Voilà donc ce qui attend l’enfant : apprendre à vivre en harmonie avec la nature et les colocataires de cette Terre que nous partageons, en étant libéré de ses peurs parasites, devant les petites bêtes qui piquent, qui rampent, les forêts sombres, les eaux profondes. Mais reconnecté à lui et à la nature, « réensauvagé », comme dirait Emmanuelle Belque.

Et alors, les questions essentielles ne tarderont pas à surgir ! Nicole Prieur : « On ne sait pas d’où vient la nature, comment elle a été créée… Cette interrogation met l’enfant en lien avec des questions existentielles : ‘‘J’étais où avant d’être dans le ventre de Maman ?’’, ‘‘Comment est arrivé le premier arbre ? Le premier oiseau ?’’ La nature contient un mystère qui nous relie à des questions importantes. Et la nature nous dépasse : elle était là avant nous, elle sera là après nous.
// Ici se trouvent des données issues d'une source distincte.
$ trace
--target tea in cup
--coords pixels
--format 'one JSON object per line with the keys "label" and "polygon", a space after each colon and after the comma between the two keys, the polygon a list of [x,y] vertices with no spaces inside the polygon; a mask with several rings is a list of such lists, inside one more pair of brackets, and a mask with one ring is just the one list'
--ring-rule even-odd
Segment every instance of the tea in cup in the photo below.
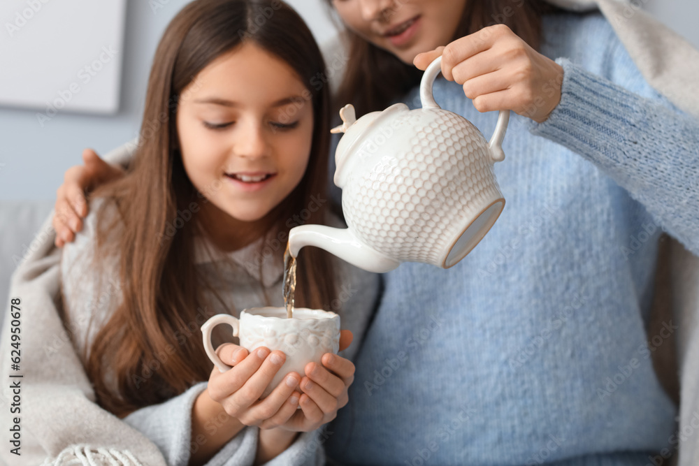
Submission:
{"label": "tea in cup", "polygon": [[287,319],[283,307],[256,307],[243,311],[240,318],[219,314],[204,323],[201,333],[206,354],[222,372],[231,367],[221,361],[211,344],[211,333],[219,323],[233,327],[233,336],[250,353],[265,347],[286,355],[286,361],[261,398],[269,395],[289,372],[303,377],[308,363],[320,364],[324,354],[337,354],[340,348],[340,316],[335,312],[296,307],[294,316]]}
Elle nous embarque dans tellement de questionnements… ».

Laissons-la emporter l’enfant (et nous avec) : avec elle, nous n’avons pas fini d’en apprendre sur nous-mêmes !

À lire aussi l’article « Cette nature inconnue qui fait (un peu) peur… »

(1) - Et auteure de Les Trahisons nécessaires, s’autoriser à être soi, éditions Robert Laffont.
(2) - Et auteure de 50 idées fausses sur les araignées, éditions Quae.
(3) - Et professeure associée en didactique des sciences et de biologie, à la HEP (Haute école pédagogique)du Canton de Vaud.